Firebolt took several of the ideas in Snowflake and added a focus on improving performance at scale while lowering costs. Our customers demonstrate 3x the performance at 1/10th the cost of Snowflake, or a 30x price-performance advantage.
Firebolt is a full-fledged warehouse and stands up well in a full face off. That said we do have existing Snowflake customers who decide to run both and move specific workloads - ad hoc analytics, sub-second SLAs, semi-structured (JSON) data, or just queries for massive data sets to Firebolt - because those are the most expensive workloads in Snowflake. They focused on the biggest savings first.
Some of the key differences:
- Indexing: Snowflake does prune partitions during queries using data ranges. But it does not use indexing, which is critical to improving performance. Firebolt uses sparse, aggregate and join indexes that are optimized with the query engine and storage to improve query performance and support continuous and batch updates.

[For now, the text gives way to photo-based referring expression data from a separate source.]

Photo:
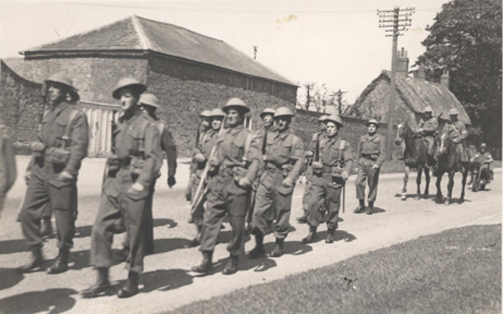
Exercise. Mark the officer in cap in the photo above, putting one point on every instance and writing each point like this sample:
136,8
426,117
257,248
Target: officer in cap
284,160
330,174
150,103
371,154
455,130
202,154
310,155
235,166
52,172
128,180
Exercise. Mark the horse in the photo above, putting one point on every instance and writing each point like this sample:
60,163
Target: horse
449,160
415,157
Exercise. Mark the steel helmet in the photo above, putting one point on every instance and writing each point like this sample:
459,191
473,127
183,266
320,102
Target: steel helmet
283,112
217,112
323,118
334,118
236,102
205,114
453,112
150,100
428,109
128,82
62,78
267,111
373,121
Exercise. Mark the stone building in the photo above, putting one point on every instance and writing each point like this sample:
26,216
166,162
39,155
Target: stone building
188,71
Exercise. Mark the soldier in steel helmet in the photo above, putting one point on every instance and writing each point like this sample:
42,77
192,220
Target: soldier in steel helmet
234,167
202,154
131,171
53,171
371,154
150,103
330,174
284,160
310,156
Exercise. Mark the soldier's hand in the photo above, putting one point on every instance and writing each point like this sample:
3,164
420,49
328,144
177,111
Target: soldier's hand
27,177
171,181
136,187
288,182
244,182
65,176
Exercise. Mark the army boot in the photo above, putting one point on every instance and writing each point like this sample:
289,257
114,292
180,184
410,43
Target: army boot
258,250
46,227
101,287
311,236
278,250
60,265
36,260
130,288
330,236
206,266
232,265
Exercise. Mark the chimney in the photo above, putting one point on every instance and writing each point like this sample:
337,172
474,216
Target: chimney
402,63
445,79
420,73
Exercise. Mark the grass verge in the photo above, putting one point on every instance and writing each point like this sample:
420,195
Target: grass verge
456,271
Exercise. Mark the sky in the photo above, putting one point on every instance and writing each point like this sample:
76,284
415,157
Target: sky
337,43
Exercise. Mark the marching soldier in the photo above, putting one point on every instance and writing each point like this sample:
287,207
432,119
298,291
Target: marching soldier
194,166
284,160
455,130
150,103
235,167
310,152
202,155
127,184
53,171
329,177
371,154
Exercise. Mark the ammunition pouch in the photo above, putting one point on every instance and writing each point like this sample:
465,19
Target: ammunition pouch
59,156
37,149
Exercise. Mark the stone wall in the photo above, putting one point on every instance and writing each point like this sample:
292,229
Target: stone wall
20,105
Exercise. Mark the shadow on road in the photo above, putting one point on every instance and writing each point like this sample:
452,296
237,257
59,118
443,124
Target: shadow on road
9,278
51,301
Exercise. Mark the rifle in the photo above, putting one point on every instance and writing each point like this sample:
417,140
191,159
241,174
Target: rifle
202,187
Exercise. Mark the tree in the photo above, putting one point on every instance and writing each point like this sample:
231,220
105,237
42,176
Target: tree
466,40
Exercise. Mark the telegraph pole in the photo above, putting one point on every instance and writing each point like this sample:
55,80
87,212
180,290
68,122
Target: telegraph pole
400,19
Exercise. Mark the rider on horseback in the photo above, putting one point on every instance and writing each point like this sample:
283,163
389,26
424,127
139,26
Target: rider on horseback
428,128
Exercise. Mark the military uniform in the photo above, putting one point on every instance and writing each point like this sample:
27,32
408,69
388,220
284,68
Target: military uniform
429,130
371,151
456,131
273,201
46,186
137,156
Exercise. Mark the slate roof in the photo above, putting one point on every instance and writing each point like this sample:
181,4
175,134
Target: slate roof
418,93
137,34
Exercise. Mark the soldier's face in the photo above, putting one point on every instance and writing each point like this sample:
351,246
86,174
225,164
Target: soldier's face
56,93
268,120
128,99
216,123
234,118
332,129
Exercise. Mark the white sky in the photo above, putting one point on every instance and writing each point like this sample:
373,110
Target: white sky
337,43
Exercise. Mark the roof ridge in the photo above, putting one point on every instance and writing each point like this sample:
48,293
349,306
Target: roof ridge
177,26
36,48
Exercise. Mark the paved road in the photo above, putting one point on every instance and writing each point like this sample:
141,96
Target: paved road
167,284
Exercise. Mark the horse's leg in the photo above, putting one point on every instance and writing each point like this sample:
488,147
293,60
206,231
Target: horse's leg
450,186
427,175
405,180
418,182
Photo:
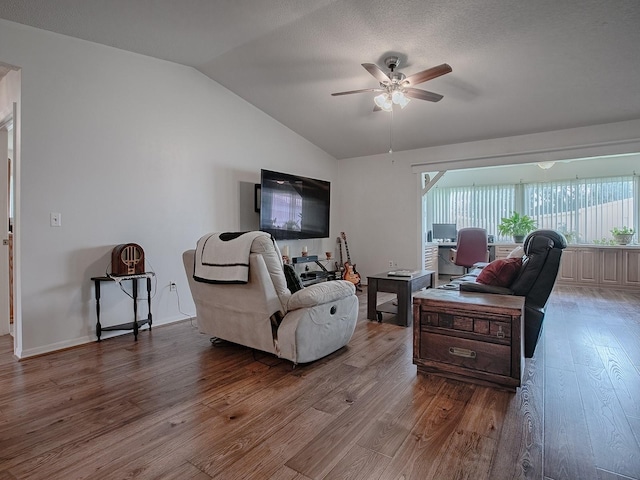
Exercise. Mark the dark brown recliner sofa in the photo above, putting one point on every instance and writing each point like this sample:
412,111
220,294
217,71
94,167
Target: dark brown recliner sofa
537,276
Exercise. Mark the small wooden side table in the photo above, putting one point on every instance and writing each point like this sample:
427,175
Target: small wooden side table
475,337
136,324
403,287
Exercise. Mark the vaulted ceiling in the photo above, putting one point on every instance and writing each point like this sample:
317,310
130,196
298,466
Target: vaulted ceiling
519,66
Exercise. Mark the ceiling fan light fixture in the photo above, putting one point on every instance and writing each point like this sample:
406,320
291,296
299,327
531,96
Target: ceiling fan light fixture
384,101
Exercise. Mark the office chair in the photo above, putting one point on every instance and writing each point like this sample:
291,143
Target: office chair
471,247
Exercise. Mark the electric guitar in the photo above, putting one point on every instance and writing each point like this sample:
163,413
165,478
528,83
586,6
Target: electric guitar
340,266
349,273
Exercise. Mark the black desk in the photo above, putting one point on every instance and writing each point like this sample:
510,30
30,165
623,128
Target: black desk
136,324
403,287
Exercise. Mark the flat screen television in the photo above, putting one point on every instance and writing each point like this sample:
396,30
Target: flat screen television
294,207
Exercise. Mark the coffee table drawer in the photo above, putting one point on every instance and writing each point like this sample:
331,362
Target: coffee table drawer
472,354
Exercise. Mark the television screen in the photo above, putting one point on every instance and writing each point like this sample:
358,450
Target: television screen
294,207
445,231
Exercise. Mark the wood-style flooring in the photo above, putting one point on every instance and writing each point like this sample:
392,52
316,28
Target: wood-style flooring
172,406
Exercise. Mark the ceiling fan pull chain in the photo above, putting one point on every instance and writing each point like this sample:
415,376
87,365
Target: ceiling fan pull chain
391,133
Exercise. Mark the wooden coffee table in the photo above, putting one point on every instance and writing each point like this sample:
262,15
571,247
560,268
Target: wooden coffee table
403,287
475,337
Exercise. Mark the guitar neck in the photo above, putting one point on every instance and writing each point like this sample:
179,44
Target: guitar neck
346,247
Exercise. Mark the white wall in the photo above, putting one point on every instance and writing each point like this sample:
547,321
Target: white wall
128,149
382,191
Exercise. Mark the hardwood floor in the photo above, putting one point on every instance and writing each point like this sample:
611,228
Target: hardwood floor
171,406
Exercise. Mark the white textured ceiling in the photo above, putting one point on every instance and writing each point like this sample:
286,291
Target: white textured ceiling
518,66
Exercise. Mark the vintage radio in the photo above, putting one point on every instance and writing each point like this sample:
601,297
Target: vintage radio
127,259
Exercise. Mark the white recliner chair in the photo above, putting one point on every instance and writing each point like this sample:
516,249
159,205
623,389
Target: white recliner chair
263,313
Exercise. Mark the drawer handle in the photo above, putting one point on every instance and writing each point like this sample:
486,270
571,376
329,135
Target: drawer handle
462,352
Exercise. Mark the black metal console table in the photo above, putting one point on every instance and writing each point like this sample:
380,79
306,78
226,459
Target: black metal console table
136,324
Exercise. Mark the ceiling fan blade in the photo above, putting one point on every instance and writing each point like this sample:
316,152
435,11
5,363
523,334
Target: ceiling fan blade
428,74
374,70
357,91
422,94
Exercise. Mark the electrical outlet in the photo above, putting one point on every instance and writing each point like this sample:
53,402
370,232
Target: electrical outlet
55,219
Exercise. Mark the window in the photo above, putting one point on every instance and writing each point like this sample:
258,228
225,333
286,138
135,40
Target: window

- Query optimization: Snowflake supports query vectorization and does some cost-based optimization. But its first-time run of queries are typically seconds-to-minutes. Snowflake has added local disk “caching” and also a result cache to speed up subsequent queries for repetitive workloads like reporting and dashboards. But it does not work well for ad hoc interactive queries. Firebolt was designed to deliver sub-second performance the first time. Features include vectorized processing, JIT compilation, cost-based optimization, indexing, the F3 storage which manages data from RAM to disk, and a host of tuning options to improve query performance and prioritization.

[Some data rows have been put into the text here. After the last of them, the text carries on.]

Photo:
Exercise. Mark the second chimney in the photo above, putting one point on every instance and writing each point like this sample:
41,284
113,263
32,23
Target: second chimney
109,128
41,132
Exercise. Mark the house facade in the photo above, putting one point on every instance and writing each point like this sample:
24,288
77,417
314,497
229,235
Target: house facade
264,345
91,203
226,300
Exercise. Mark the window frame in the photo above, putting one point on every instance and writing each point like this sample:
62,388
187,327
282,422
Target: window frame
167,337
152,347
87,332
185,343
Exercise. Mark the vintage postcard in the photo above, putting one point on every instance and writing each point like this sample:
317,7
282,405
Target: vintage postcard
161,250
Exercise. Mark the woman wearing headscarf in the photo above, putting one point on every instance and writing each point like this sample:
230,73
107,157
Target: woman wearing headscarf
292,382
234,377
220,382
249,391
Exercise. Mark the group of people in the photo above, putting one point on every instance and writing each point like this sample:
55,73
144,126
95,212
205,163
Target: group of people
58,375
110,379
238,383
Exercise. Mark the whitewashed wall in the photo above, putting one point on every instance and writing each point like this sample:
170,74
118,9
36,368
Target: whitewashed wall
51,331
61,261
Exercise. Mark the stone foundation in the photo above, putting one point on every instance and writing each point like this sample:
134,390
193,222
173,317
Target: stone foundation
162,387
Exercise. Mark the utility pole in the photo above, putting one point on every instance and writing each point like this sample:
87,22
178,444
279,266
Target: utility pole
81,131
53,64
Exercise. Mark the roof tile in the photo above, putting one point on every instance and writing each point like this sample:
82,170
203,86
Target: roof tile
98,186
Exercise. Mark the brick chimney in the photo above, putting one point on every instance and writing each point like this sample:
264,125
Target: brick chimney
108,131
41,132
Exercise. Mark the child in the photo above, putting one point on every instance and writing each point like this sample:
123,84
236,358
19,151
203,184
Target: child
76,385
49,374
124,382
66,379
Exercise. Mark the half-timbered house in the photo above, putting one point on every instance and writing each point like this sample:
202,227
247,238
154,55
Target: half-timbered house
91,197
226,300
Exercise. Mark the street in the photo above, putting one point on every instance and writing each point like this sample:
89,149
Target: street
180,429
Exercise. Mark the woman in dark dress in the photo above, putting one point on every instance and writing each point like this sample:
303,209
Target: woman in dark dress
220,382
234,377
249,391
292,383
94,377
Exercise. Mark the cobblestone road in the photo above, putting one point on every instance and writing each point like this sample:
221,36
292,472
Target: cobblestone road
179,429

Pricing: Snowflake pricing is based on the amount of compute and storage they sell you. They have no incentive to improve the performance or efficiency of each node. Firebolt pricing is based only on the amount of your data in Firebolt. We decided not to charge a markup on AWS computing or storage. This lets us focus on optimizing Firebolt to get the most out of each node and storage.
Control enabling choice of engine and node types: With Snowflake you can only choose 1, 2, 4, 8, 16, 32, 64, or 128 nodes. The nodes grow larger, but you don’t know the details and have no other choices. Firebolt lets you choose almost any instance type, size and number of nodes for each engine, which is similar to a virtual warehouse. You can provision an engine as a small number of very large AWS instance types, for example.

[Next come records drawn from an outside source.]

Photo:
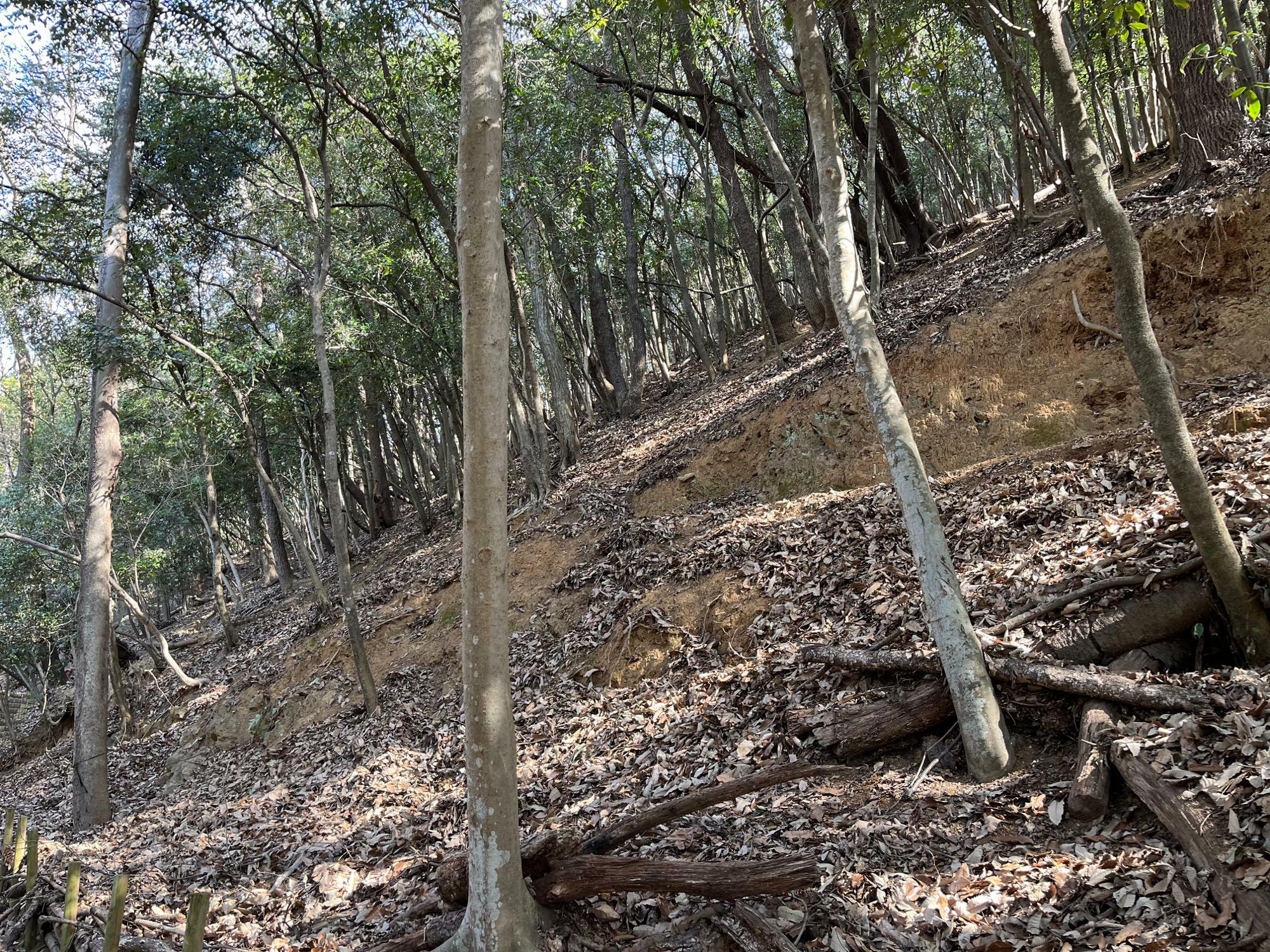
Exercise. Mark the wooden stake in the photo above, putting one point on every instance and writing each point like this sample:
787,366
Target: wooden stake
8,833
115,918
196,921
20,847
70,908
32,859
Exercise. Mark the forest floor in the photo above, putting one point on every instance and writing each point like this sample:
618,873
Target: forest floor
658,605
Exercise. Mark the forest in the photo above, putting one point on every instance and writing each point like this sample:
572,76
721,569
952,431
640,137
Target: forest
694,477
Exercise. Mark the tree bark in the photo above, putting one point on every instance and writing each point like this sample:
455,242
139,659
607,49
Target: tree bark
1071,681
1198,831
1208,119
581,876
91,790
558,375
982,725
1249,623
500,912
214,539
778,312
631,261
272,521
26,400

Semi-structured data: Snowflake puts semi-structured data into a VARIANT field. While it does build metadata to help with processing, all the JSON for a node must be fully loaded into the available RAM and the engine performs full scans. This is slow if there is enough RAM, and becomes dramatically slower if it spills over into disk. Your only option is to grow the node size by increasing the warehouse size, which must double in the number of nodes and cost with each jump up, until you have enough RAM. Firebolt has native nested storage and Lambda expressions you can use in SQL that are efficient in storage, do not not require loads into RAM or full scans, and are optimized for speed for much faster performance with much fewer resources.
Continuous updates: Snowflake uses partition-level locking and has a limit of 20 DML writes in the queue per table that restricts its ability to support continuous updates from Kafka and other streaming technologies. Firebolt is one of the few data warehouses that can support continuous updates at any scale by enabling multi-master writes without table or partition locking across instances directly into F3.
Optimized storage: Snowflake has a (micro-)partition file system that is more optimized than S3 and supports partitioning and sorting with cluster keys. But each write requires a rewrite of the partition. Partly for this reason, Snowflake does not support continuous writes. The Firebolt File Format (F3) spans multiple tiers from RAM during ingestion to SSD and disk. It automatically rebalances, supports multi-master continuous ingestion, single-row inserts, upserts and deletes with immediate query visibility. It is also optimized with multiple types of indexing for performance down to the OS level.